What To Bring While Boarding
Things to leave with your pet also varies. Everyone wants to make their dog feel at home. A favorite toy or blanket should be brought with caution. Dogs are not monitored 24/7 at most facilities. It may not be a good idea to bring toys that would pose a choking problem, like rawhide chips or ropes. It all depends on your dog and how well they do with these items at home. If your dog has ever had an issue with these things it would better to leave them at home. Facilities offer clean bedding for your pets so home blankets are not necessary. Depending on the length of stay they may get bored, chew on their blanket and you got home with scraps. Most facilities stay very busy with laundry and your blanket may get lost in the mix.

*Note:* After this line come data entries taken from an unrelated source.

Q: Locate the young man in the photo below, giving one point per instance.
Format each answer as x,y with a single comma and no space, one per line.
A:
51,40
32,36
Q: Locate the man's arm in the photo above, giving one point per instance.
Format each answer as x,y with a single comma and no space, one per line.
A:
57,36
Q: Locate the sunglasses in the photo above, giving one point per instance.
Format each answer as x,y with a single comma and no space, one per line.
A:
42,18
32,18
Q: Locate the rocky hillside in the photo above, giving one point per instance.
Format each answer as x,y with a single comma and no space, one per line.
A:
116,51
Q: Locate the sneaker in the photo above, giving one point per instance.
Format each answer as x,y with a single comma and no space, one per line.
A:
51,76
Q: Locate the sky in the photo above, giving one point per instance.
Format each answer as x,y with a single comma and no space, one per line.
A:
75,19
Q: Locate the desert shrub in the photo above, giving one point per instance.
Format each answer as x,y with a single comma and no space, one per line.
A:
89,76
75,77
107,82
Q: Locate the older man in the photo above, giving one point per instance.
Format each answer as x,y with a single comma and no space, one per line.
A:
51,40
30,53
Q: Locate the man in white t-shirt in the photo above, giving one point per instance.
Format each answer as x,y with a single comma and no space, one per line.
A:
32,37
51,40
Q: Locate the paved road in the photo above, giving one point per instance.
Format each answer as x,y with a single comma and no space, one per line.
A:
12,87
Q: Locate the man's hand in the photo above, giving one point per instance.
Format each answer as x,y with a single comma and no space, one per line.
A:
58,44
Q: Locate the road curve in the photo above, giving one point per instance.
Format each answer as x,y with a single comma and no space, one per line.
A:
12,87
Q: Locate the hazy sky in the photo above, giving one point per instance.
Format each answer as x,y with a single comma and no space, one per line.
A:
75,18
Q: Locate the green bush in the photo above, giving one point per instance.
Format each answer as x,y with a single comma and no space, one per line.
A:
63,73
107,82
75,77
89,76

The biggest item to bring is food. This cannot be emphasized enough. If the facility feeds the same food your dog is getting great, but if not bring your own. It may be tempting because it is usually included in the fee, but upset stomachs are not fun for anyone to deal with. Your dog is already being put in a new environment that may be stressful for them, adding a different diet can cause more issues. No one at the facility or on your way home wants to deal with the nasty clean up. Bring their own food and leave detailed instructions about time and amounts.
Dog treats are also acceptable items to bring. If your dog gets a milk-bone after walks or a cookie before bed, bring those with you. It is just one small thing that will keep them in their own routine and make them more comfortable.
Most facilities have their own leashes when they take your dog for a walk. However, it may be a good idea to bring your dog’s harness if they regularly use one. Many smaller breeds do better with harnesses than a collar on walks to bring your pets because it fits them well. Short coated dogs may need a sweater in the colder seasons for their outside endeavors as well.
Grooming may be another service that is desired while you are away. If you are going for an extended period of time it would be nice that your furry companion comes home smelling fresh with her hair and nails done. Additional services usually cost extra.
Nervous About Boarding
When finally dropping your pet off don’t treat it any differently than when you leave for work. Too much excitement can cause additional anxiety. The same for goes when picking them up. Stay calm and relaxed. You are both excited to be reunited but it can reinforce unwanted behaviors like jumping and urinating.
Hopefully, the above information has helped answer some common questions about boarding your pet. Take your pet’s needs into consideration and do some research on the facility. While you are away you will know that they are being well taken care of and it is one less thing to worry about while you are away.